MONTH END PROCESSING FOR AUGUST 2020 [Adventures in the Real World special]
Art [postponed]: At 5.08pm on Wednesday March 4th, I received an email from the Odeon Leicester Square telling me that I'd successfully booked tickets to see No Time To Die. At 5.38pm the same day, The Guardian reported that the film's release had been delayed by eight months, for reasons which seemed a little overblown at the time. Over the next couple of weeks, every future artistic event I'd arranged in my diary vanished in a puff of Covid. So let's start this roundup of August by celebrating the first of those events to get rescheduled after a hiatus of several months. Electronic: From Kraftwerk to The Chemical Brothersis an exhibition at London's Design Museum (now running till February 2021) celebrating the history of electronic music from its earliest beginnings. Gratifyingly, the Design Museum have done their safety homework - they've limited the numbers, asked you to bring your own headphones for the audio displays, and have put 2 metre dividers along the exhibition route to help you achieve what they call 'social dist-dancing' (groan). As with most exhibitions, the biggest scrum is in the opening section: a glorious collection of historical noisemaking equipment, which fizzles out when you get to the late 20th century and musicians are just pushing blocks of rearranged bits along a timeline on a computer screen. In mathematical terms, the rest of the exhibition moves from pure to applied, looking at the dance music scenes in various cities around the world and the subcultures they spawned, climaxing in a bold attempt to cram the Chemical Brothers festival experience into a single tiny room. Your main takeaway from Electronic may be a gnawing nostalgia for the days when you could jump up and down to a filthy racket in the company of strangers, but there's much more to it than that.

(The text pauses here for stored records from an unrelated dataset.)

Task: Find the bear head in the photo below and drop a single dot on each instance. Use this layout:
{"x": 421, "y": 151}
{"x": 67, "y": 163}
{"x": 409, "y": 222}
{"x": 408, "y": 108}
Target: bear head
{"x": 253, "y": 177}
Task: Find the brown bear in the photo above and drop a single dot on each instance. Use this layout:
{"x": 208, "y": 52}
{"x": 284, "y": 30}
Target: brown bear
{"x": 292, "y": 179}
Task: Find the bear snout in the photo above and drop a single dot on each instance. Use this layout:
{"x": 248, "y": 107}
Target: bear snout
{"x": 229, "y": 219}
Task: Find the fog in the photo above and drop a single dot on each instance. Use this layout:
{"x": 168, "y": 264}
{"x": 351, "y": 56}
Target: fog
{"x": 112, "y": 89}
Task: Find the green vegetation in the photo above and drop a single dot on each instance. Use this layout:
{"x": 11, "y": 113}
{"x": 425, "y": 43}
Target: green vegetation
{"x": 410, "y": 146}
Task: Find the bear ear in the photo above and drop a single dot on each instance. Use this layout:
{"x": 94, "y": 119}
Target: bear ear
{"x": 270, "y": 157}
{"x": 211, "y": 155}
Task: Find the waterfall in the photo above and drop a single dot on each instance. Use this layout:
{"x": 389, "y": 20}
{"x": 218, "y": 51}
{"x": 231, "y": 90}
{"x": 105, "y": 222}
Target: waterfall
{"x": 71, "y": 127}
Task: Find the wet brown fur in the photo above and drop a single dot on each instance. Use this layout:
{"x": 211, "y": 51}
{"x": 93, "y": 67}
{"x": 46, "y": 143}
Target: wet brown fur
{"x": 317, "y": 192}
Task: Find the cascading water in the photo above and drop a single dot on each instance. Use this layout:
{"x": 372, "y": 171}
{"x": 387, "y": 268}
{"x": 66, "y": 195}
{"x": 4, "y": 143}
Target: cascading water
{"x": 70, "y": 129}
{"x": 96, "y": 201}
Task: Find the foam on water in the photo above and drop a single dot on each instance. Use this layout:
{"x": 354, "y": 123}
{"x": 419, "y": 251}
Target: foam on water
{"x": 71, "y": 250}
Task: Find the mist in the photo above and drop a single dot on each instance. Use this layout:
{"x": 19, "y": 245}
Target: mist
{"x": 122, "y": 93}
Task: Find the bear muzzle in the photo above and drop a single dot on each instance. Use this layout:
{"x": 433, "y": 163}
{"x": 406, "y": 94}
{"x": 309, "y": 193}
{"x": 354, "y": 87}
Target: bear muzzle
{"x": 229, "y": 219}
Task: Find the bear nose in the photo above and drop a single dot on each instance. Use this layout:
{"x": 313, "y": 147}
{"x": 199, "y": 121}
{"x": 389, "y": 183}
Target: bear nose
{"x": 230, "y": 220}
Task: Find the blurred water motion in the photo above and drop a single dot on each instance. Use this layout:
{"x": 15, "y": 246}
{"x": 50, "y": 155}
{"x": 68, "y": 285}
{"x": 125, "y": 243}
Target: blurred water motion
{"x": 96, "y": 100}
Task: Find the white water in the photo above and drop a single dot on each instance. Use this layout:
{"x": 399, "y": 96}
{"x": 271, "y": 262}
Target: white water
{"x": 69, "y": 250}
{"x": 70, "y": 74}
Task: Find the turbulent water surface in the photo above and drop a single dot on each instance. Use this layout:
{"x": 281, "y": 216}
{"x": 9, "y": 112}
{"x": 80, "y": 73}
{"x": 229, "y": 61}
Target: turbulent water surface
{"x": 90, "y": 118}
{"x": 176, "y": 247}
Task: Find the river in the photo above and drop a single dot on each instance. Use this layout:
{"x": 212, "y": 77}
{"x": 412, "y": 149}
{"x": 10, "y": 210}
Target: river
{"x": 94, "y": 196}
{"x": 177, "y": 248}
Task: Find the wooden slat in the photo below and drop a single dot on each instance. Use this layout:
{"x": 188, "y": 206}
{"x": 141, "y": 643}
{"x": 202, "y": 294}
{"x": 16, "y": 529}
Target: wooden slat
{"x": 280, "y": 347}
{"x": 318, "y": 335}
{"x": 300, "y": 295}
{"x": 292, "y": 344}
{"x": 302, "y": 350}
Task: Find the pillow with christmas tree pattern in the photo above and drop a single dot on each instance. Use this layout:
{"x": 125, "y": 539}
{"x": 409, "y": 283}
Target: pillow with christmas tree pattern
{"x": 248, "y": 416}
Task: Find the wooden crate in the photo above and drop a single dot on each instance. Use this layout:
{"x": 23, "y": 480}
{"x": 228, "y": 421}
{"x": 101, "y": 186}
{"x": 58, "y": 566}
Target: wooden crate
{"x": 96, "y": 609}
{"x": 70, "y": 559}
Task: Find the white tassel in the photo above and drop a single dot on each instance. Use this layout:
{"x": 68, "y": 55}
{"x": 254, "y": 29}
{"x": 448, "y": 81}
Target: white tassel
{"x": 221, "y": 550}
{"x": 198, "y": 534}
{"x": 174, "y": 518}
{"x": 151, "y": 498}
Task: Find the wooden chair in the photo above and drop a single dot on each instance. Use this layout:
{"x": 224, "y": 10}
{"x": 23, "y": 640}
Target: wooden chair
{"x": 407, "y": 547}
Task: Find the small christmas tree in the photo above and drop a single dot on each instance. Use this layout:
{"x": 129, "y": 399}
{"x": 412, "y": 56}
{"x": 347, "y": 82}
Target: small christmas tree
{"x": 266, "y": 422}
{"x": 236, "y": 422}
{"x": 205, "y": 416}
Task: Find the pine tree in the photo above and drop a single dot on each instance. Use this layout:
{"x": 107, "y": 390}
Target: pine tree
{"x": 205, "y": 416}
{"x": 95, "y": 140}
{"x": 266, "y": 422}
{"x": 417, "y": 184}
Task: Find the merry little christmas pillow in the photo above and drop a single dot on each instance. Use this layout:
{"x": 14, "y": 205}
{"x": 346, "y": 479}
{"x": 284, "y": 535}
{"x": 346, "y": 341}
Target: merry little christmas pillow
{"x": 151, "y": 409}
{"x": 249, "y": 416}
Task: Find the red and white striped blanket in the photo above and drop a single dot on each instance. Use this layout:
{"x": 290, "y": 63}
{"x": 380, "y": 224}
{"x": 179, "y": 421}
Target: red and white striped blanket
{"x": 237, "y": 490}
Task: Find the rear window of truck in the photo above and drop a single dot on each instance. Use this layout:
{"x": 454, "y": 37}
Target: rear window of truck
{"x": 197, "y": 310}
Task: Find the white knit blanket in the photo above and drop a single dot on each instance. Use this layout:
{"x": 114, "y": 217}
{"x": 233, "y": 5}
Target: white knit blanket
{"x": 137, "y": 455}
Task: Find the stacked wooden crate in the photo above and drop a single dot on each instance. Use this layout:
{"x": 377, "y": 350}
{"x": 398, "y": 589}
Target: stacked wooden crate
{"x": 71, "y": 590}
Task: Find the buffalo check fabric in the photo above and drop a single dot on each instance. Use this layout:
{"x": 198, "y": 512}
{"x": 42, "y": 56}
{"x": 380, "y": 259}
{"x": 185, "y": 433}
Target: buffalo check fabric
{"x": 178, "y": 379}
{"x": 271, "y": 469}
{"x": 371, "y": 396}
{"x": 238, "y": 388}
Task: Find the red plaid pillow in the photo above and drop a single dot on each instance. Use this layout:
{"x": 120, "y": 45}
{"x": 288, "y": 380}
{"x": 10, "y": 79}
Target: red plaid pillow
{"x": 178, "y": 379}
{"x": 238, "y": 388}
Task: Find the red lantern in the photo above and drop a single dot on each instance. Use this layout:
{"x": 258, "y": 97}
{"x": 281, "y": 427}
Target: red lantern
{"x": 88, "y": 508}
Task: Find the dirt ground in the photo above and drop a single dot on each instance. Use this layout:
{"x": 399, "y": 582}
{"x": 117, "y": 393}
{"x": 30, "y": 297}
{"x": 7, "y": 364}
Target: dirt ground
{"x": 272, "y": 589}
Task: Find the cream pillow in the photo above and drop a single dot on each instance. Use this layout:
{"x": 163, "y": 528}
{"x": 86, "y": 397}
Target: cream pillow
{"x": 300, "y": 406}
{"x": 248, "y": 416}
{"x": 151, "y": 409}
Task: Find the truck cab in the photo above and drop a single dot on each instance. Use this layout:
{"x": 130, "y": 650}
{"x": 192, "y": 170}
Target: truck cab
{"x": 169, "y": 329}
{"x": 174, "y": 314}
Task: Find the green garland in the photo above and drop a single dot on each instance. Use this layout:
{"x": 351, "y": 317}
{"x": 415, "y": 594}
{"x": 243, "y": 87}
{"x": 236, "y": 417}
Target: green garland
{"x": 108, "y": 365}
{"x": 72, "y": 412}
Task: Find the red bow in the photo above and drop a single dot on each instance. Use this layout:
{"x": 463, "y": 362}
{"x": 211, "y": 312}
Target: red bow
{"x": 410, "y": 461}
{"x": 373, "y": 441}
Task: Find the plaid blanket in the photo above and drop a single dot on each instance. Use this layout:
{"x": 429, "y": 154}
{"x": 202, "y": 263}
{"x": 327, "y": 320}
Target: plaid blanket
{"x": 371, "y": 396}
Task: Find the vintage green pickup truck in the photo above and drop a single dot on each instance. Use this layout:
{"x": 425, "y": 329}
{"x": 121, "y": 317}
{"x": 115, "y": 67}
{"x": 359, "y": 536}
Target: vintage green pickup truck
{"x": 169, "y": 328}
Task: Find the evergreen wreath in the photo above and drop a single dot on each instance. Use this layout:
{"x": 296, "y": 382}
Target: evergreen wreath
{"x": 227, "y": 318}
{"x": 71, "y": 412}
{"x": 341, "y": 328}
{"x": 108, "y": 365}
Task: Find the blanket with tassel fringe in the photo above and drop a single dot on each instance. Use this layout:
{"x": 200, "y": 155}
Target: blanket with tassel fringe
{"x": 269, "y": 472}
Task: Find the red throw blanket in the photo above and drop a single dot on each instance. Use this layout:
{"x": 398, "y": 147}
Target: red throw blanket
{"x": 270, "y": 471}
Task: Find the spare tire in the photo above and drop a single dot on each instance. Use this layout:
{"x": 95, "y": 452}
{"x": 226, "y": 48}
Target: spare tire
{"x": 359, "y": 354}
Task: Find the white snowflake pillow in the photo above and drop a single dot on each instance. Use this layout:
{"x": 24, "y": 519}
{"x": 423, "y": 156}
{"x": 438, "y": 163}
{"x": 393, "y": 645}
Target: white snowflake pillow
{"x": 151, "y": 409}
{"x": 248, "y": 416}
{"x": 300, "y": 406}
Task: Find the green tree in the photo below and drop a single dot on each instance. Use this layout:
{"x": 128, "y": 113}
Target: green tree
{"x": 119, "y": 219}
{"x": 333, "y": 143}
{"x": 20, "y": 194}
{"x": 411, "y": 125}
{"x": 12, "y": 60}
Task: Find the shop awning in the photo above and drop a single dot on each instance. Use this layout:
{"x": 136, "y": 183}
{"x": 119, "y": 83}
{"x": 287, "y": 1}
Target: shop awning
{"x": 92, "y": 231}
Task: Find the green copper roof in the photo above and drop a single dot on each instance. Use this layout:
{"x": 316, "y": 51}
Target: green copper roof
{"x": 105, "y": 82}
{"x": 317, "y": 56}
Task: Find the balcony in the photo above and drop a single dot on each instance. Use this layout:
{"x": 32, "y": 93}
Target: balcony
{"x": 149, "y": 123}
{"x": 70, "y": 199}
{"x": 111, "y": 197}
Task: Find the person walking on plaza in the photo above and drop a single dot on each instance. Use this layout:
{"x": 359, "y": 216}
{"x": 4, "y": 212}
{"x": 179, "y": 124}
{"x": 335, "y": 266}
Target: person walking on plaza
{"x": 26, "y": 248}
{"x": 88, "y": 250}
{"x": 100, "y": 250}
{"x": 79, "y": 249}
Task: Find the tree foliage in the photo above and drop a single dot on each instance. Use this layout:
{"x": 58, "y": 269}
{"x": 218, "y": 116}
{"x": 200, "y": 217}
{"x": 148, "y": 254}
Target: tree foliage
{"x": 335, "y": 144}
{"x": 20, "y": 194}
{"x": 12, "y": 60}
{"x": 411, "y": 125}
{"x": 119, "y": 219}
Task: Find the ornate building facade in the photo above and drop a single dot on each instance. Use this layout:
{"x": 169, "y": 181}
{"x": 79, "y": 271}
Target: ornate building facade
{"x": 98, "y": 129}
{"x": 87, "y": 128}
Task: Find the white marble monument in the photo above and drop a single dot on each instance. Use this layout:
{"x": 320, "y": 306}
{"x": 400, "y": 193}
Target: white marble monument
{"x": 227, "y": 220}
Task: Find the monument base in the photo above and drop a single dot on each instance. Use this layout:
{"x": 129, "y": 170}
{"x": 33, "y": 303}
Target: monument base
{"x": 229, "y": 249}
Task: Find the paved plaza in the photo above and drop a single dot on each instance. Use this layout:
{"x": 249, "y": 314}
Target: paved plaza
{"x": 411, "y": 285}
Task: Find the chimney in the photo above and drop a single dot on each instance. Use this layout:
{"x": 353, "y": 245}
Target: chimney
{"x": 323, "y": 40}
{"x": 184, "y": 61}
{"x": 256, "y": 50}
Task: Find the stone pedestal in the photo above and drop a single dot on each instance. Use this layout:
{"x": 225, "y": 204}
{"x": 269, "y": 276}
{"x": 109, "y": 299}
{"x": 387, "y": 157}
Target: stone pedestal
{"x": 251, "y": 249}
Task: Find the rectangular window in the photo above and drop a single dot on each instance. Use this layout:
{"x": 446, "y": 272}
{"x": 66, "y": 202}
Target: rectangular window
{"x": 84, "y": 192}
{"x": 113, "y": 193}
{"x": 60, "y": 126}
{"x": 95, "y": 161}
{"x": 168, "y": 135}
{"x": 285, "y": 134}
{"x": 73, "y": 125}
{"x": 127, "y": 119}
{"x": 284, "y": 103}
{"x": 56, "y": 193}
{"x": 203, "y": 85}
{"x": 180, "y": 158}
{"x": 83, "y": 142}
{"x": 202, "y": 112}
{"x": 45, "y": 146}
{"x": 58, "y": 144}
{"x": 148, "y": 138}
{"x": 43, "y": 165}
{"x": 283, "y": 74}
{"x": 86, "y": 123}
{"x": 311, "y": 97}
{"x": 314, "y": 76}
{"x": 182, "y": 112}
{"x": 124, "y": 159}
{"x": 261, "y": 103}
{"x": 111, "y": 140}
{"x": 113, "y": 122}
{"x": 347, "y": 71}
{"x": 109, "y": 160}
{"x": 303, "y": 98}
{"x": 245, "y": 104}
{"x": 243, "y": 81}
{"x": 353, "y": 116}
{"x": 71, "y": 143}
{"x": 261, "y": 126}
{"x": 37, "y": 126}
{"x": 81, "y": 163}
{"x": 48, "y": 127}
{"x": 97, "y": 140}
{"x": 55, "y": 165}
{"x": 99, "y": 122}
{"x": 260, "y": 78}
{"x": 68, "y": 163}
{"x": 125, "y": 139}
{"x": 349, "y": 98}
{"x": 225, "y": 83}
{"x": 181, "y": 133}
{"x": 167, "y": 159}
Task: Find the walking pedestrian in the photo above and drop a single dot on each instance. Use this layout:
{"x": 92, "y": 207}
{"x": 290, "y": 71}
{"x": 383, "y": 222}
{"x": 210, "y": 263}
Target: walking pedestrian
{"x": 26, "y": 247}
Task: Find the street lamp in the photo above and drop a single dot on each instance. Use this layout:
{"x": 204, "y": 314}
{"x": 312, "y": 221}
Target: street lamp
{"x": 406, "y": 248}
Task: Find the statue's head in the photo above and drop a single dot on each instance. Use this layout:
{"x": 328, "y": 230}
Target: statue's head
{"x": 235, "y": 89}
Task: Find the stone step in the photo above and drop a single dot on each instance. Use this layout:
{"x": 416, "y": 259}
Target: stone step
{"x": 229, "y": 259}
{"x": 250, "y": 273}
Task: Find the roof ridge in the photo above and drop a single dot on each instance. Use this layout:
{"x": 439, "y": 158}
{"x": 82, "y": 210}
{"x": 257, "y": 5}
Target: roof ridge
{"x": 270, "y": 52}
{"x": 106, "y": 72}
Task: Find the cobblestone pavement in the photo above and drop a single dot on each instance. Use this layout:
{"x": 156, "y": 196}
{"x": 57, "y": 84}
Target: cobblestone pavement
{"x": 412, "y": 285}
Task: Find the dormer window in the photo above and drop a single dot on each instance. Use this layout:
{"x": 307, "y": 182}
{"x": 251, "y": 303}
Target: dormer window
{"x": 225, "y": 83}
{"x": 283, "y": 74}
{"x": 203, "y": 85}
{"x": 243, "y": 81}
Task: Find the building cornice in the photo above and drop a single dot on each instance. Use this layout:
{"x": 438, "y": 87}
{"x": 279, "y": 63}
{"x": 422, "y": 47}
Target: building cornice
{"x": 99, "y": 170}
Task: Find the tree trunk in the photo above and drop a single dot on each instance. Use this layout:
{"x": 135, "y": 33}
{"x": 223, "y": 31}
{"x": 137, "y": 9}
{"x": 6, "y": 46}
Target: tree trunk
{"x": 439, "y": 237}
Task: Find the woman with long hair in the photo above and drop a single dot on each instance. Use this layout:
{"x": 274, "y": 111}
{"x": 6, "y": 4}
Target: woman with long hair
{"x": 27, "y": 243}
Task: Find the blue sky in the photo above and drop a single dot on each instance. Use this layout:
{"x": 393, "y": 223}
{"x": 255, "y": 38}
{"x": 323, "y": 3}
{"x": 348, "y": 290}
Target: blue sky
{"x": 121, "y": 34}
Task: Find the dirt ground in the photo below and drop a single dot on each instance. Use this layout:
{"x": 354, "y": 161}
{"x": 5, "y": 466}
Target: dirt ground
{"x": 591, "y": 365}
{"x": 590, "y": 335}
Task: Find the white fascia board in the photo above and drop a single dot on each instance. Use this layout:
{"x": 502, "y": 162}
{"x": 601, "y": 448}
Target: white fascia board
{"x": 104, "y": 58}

Comedy [relocated]: Throughout the unpleasantness, comedy is one of the main artforms that's been desperately trying to keep things going, and I wrote about some of my favourite online shows back in May. But audiences and comics both know that, much like with dance music, comedy thrives best in the live communal experience. So hooray for The New Normal, a just-finished festival of performing arts held in the ravishingly spaced-out open courtyard of the Royal Victoria Patriotic Building in Wandsworth. A quick skim of the programme confirmed your suspicions - it's a festival of acts that would have been at the Edinburgh Fringe this year, but aren't. The festival had theatre, music, magic, lots and lots of improvised sketch troupes, and - courtesy of our mates at Good Ship Comedy, who normally operate out of a pub in Camden - two nights of standup, hosted by regular compere Ben van der Velde. The night we caught attended had a ridiculously strong bill of Sara Pascoe, Nathan Caton and Jessica Fostekew, all of whom looked as delighted to be performing in front of a real audience as we were to hear them. (Fostekew described her recent experience of performing at one of those newly-fashionable drive-in shows, where the only way people can express their amusement is by honking their horns, a sound that in every other circumstance we interpret as meaning 'LOOK OUT YOU'RE GOING TO DIE'. Laughter just works better.) Good Ship Comedy are looking to restart actual gigs in an actual room from September 7th, and it'll be interesting to see how that pans out.